Le gouvernement devra abandonner les politiques économiques conservatrices, redistribuer les revenus et les richesses, éradiquer la pauvreté, renforcer les droits des travailleurs et confier les services essentiels à la propriété publique.
Après 14 années de règne conservateur, marquées par une austérité sans fin, des files d'attente record dans les hôpitaux, des infrastructures en ruine et la plus forte baisse du niveau de vie depuis les années 1950, redresser l'économie britannique n'allait jamais être une tâche facile pour le nouveau gouvernement travailliste. Les travaillistes se sont rendu la tâche beaucoup plus difficile, avec des engagements pré-électoraux qui prévoyaient de ne pas augmenter les taux d'impôt sur le revenu et sur les sociétés et les taux d'assurance nationale pour les salariés. Il a également promis de réduire la dette publique pendant toute la durée de cette législature.
Un test clé est de savoir si le budget permettra d'atteindre l'objectif précieux du gouvernement, à savoir une croissance économique durable. Cela ne peut être réalisé sans investissement dans les infrastructures et les nouvelles industries, et sans redistribution des revenus et des richesses pour accroître le pouvoir d’achat des masses. Le budget n’apporte pas grand-chose à cet égard.

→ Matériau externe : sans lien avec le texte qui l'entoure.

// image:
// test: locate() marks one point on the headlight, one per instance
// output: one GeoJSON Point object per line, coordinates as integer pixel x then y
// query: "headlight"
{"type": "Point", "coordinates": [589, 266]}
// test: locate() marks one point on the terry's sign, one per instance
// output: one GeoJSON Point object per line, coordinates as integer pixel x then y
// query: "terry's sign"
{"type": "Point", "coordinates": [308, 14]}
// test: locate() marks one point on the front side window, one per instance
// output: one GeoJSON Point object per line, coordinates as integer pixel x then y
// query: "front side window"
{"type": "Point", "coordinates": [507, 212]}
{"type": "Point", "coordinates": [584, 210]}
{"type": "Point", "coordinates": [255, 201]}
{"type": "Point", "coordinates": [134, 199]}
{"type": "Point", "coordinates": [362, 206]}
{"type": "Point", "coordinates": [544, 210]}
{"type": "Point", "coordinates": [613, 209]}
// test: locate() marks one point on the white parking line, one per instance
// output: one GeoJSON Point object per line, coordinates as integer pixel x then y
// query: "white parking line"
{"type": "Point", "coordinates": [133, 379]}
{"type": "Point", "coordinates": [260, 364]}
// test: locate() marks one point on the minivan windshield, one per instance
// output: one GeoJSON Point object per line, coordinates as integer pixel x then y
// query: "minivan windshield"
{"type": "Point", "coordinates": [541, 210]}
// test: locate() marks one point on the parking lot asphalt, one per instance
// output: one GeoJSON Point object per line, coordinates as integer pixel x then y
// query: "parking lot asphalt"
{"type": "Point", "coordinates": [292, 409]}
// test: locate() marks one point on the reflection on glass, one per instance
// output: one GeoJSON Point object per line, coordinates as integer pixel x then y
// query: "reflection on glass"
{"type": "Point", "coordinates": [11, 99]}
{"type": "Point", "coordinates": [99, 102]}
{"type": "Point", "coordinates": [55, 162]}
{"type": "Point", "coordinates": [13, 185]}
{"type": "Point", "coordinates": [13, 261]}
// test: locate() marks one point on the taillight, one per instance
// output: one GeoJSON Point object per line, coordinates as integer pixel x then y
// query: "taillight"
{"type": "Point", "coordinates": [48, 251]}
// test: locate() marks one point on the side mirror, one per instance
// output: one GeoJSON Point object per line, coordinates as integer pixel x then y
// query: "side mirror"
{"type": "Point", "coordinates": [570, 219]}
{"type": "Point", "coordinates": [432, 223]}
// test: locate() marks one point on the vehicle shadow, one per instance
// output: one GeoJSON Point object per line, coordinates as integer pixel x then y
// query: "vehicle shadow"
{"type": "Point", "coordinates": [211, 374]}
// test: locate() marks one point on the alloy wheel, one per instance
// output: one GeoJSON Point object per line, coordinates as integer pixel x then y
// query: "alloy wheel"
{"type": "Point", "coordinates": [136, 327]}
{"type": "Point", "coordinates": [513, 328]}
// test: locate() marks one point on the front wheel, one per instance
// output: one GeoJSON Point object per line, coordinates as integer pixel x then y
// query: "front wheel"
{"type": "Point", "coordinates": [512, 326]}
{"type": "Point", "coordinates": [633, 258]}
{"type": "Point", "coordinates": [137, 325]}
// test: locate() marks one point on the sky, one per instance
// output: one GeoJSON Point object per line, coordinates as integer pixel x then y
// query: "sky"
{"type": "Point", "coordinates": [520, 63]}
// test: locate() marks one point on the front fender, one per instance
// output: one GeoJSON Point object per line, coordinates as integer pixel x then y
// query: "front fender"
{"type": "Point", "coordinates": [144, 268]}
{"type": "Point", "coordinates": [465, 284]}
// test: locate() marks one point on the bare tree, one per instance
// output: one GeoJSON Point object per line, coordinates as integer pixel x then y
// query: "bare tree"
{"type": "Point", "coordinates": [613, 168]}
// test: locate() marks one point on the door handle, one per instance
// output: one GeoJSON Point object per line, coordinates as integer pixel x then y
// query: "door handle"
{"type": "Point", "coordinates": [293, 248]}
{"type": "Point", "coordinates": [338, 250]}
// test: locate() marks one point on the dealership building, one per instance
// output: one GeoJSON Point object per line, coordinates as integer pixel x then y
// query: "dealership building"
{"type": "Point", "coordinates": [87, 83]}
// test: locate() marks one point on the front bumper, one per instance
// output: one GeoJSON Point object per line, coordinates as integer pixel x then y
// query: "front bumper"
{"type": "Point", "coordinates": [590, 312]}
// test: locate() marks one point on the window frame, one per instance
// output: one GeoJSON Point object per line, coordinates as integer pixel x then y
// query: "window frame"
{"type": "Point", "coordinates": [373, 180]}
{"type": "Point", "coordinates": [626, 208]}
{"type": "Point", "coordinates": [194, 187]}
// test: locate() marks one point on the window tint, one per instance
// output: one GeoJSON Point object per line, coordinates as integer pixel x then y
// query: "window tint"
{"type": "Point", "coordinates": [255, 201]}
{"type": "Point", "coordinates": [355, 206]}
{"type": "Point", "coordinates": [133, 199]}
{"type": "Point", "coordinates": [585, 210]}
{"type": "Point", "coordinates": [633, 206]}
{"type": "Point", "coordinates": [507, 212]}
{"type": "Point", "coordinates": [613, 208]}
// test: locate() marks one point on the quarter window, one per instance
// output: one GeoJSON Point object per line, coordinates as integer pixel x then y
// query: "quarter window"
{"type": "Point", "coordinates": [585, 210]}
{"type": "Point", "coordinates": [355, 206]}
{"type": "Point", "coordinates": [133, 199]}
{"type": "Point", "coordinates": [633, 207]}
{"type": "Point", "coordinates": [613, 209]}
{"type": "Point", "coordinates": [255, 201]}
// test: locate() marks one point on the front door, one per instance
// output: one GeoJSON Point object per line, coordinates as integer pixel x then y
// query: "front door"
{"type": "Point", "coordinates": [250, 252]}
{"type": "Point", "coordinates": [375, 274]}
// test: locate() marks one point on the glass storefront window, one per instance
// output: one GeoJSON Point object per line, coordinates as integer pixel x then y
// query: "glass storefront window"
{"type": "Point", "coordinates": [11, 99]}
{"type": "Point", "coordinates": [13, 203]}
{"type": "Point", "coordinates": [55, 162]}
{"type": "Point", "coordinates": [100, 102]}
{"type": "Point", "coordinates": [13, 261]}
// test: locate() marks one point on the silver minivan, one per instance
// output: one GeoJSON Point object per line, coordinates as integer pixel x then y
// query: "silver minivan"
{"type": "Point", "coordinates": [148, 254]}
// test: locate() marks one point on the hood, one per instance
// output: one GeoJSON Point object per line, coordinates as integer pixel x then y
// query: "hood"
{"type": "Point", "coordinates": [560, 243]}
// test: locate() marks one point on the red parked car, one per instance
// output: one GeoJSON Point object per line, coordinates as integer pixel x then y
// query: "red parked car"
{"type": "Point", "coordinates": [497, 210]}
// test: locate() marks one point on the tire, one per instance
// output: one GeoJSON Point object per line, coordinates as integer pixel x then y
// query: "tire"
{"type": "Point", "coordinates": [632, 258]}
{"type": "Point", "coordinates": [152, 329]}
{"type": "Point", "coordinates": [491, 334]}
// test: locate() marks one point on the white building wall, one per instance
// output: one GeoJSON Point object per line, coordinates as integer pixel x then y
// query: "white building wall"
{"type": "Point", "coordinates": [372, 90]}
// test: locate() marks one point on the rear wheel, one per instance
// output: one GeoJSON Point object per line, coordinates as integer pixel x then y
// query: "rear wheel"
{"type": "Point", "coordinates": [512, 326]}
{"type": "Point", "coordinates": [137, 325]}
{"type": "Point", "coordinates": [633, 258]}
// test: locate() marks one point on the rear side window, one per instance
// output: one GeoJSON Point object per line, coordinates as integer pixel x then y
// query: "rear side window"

La pièce maîtresse du budget est une augmentation des impôts de 40 milliards de livres sterling. Cela comprend l’augmentation des cotisations patronales d’assurance nationale (NIC), qui devrait générer 24,5 milliards de livres sterling par an à partir de 2025-2026. Le Bureau de responsabilité budgétaire estime que cette situation sera répercutée sur les clients et que cela aura pour effet de freiner la croissance des salaires. Les budgets du secteur public seront également épuisés par l’augmentation des NIC et il en restera moins pour les services de première ligne.
Le gouvernement a reconfiguré ses règles budgétaires et empruntera 100 milliards de livres sterling au cours des cinq prochaines années pour stimuler les dépenses en capital. Il y a une injection de liquidités de 22,6 milliards de livres sterling pour le fonctionnement quotidien du NHS en Angleterre, et 3,1 milliards de livres supplémentaires pour les dépenses en capital. 6,7 milliards de livres sterling sont prévus pour les dépenses en capital dans les écoles. Le gouvernement espère que le National Wealth Fund catalysera 70 milliards de livres sterling d’investissements privés. Essentiellement, le gouvernement a relancé la Private Finance Initiative (PFI) dans le cadre de laquelle il remboursait auparavant 6 £ pour chaque £ 1 d’investissement du secteur privé dans les infrastructures. Cela garantit les bénéfices des entreprises et contraint les budgets futurs. Toutefois, il est peu probable que cela dynamise l’économie.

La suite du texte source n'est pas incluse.